What is a hidden unit in CNN?

The terminology has been used in the “What are deep ConvNets learning?” lecture. It is mentioned that one hidden unit in the first layer can see only a small image patch. Can anyone please explain why this is the case because the filter size is the largest for the first layer and seems to be covering a lot of image area while convolving?

I think I understand why this is the case. In earlier layers, though we have a larger filter size the output of that convolution is only dependent on those 110x110 pixels. But now as we go deeper we take input from the previous layer. Let’s take the second layer now. For it, we are convolving with a 55x55 filter. Thus the output is dependent on 55x55 pixels from the previous layer. But each of these pixels, in turn, is coming from a 110x110 area of the original image thus the currently hidden unit is being influenced by more number of pixels from the original image than the hidden unit in the previous layer and hence it sees a larger area.
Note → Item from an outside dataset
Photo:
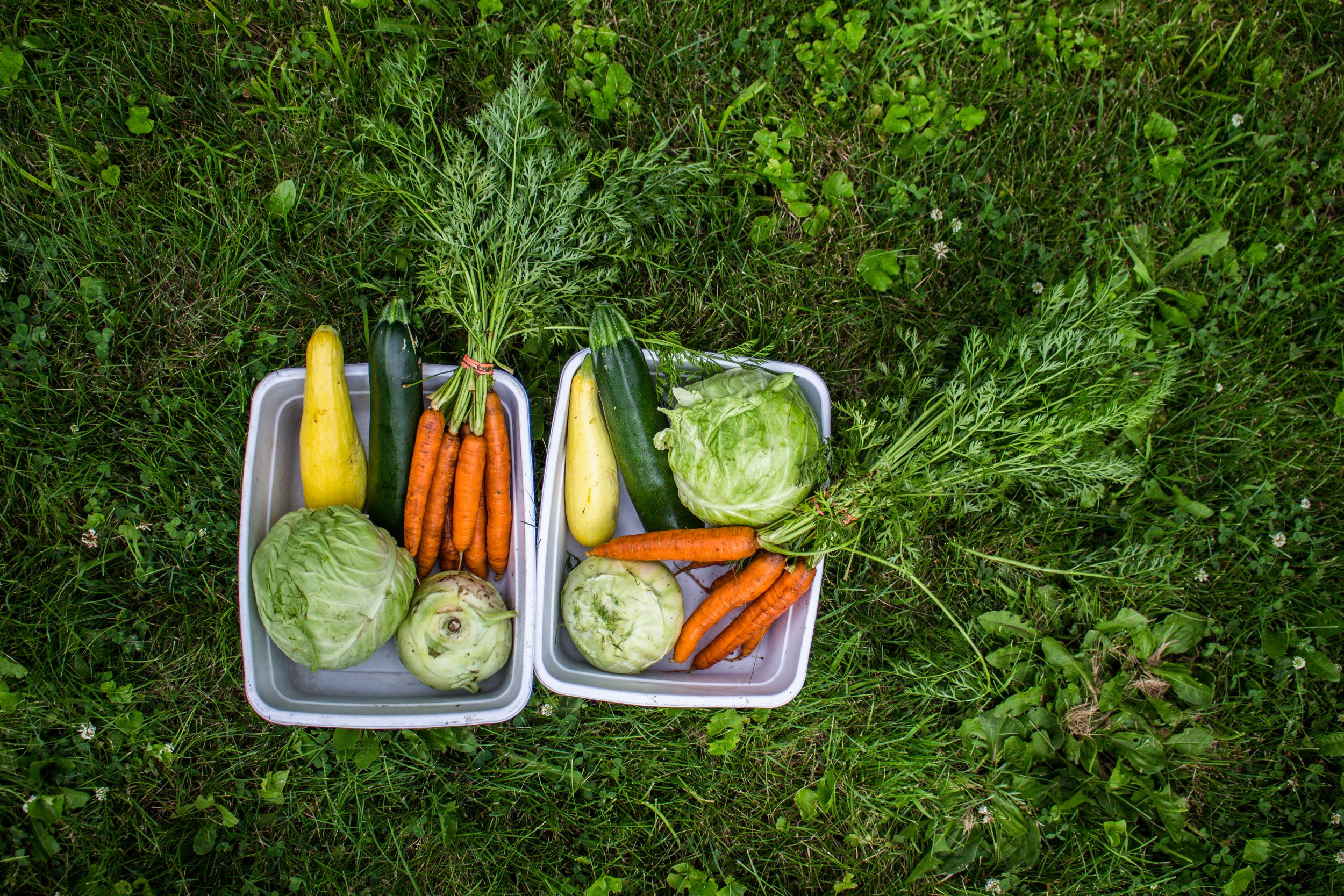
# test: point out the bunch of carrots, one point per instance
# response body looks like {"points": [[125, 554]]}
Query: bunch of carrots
{"points": [[765, 586], [459, 510]]}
Correct me if this is wrong

1 Like

Hi, @Dhruv_Deshmukh !

Exactly, your understanding is correct

Let’s say the CNN is binary classification. The final output is a single number: 1 or 0. In effect, that output ‘sees’ the entire image, as all of the information has been distilled into the one value. The initial layers detect only colors or edges and then basic shapes. But stack enough of them and they become a ‘cat’ detector.